I was driving in traffic in Geelong this week and in the space of a half hour I (synchronistically) happened to stop behind two different Utes (surely the Australian emblematic symbol of a ‘real’ Aussie male) and I had time to compare their two divergent bumper stickers. The first read: ‘I’ll show you I’m a real Australian if you show me your Brazilian’ and at the opposite end of the scale: ‘Real Men Love Jesus’. I was confused. Which of these two aphorisms I wondered depicted the ‘real’ Australian male?

As Australians we’ve always had a quiet admiration for the characteristic larrikin, loudmouthed, beer-swilling, wheelie-performing male who never quite matures – boys stuck in the ‘Ute’ syndrome. But perhaps we are tiring of this cliché and demanding our ‘boys’ grow up a bit.
Reputations for manliness are generally what we apply to our sports heroes and in March this year there was an unprecedented outpouring of grief nationwide on the death of a football ‘legend’, Jim Stynes after a long and public struggle with cancer, but I suspect for something more than just his football prowess. (http://www.theaustralian.com.au/sport/football-legend-jim-stynes-dies-after-a-battle-with-cancer/story-e6frg7mf-1226304812859)
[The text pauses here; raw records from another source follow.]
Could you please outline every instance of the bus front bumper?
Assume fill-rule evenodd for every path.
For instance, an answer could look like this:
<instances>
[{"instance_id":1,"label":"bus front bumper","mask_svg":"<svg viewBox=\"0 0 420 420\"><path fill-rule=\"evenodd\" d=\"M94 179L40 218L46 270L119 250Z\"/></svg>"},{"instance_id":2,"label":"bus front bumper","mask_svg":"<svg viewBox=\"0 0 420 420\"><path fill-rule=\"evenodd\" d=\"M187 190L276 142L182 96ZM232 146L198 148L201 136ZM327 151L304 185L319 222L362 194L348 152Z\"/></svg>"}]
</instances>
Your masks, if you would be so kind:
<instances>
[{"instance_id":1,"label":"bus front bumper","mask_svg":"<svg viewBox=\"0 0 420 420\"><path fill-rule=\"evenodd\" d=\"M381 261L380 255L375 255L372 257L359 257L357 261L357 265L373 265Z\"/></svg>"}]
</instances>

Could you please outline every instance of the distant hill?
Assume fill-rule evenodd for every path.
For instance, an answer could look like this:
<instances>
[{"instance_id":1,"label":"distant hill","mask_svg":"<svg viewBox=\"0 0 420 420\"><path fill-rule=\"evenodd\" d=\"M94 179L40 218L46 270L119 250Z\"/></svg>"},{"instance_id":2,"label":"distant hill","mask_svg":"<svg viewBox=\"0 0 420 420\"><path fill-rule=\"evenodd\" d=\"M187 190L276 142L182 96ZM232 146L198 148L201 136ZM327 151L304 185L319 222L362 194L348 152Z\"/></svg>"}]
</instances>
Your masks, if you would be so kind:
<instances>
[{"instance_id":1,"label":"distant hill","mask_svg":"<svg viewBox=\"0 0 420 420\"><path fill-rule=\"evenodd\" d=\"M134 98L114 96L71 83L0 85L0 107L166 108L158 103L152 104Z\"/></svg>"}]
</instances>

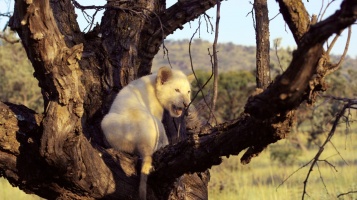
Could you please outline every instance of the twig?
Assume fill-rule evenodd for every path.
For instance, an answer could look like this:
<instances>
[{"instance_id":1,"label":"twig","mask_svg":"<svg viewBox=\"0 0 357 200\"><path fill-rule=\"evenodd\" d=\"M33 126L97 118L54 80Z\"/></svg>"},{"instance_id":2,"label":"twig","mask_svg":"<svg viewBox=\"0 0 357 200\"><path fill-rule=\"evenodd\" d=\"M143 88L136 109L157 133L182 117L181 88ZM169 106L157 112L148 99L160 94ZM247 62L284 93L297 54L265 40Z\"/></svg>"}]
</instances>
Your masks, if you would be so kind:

With Stynes, football expertise was only part of the story. The unexpected real grief that broke out in the community I believe had more to do with the fact that we knew an authentic role-model when we saw one as opposed to the fakes the media generally serves up to us – celebrity whatevers etc. Here was a man unafraid to show emotion and courage equally during his illness and in the face of an untimely death. His support for troubled teenagers became as legendary as his football skills. He demanded more of himself than mere macho bravado on the football field and he took seriously his role of helping disadvantaged young people to grow into their own maturity.
I had been thinking recently too about another man who was my friend many years ago and epitomised for me both what it meant to be a man and also to be a father. The attached image here depicts a younger me with my friend Isidro in the Philippines in 1979 on the day we said goodbye to each other, never to meet again face to face.
Isidro was a poor peasant farmer in the Southern Philippines where I worked for 9 years and one of the leaders in the small community prepared to stand up against the corrupt landowners and to struggle for justice. I think this photo depicts clearly the sort of man he was. As well as being a brave man he became some kind of a father to me at a time when my own father had just died so far away in Australia and I was unable to return home for his funeral.

It’s only now looking back that I realise how gently and unobtrusively Isidro guided me when I was still learning how to become a man, having lost my own father’s symbolic as well as physical presence. In my novel ‘Towards a Distant Sea’ I recall Isidro and other leaders in the community, men who became role-models for me as a young man without the presence and example of my own father. Sadly now Isidro has long passed on but his spirit of bravery, kindness and steely determination looms more obviously in my conscious mind than it ever did in the 1970s.
Now at a time when our institutions, bedevilled by corruption, have failed to throw up satisfactory role-models for our young men, we must look elsewhere. These role-models do exist but they are not out there shouting ‘look at me.’ Young men deserve to get past the ‘Ute syndrome’ and to have the opportunity to learn from male mentors what it means to be a ‘real’ man.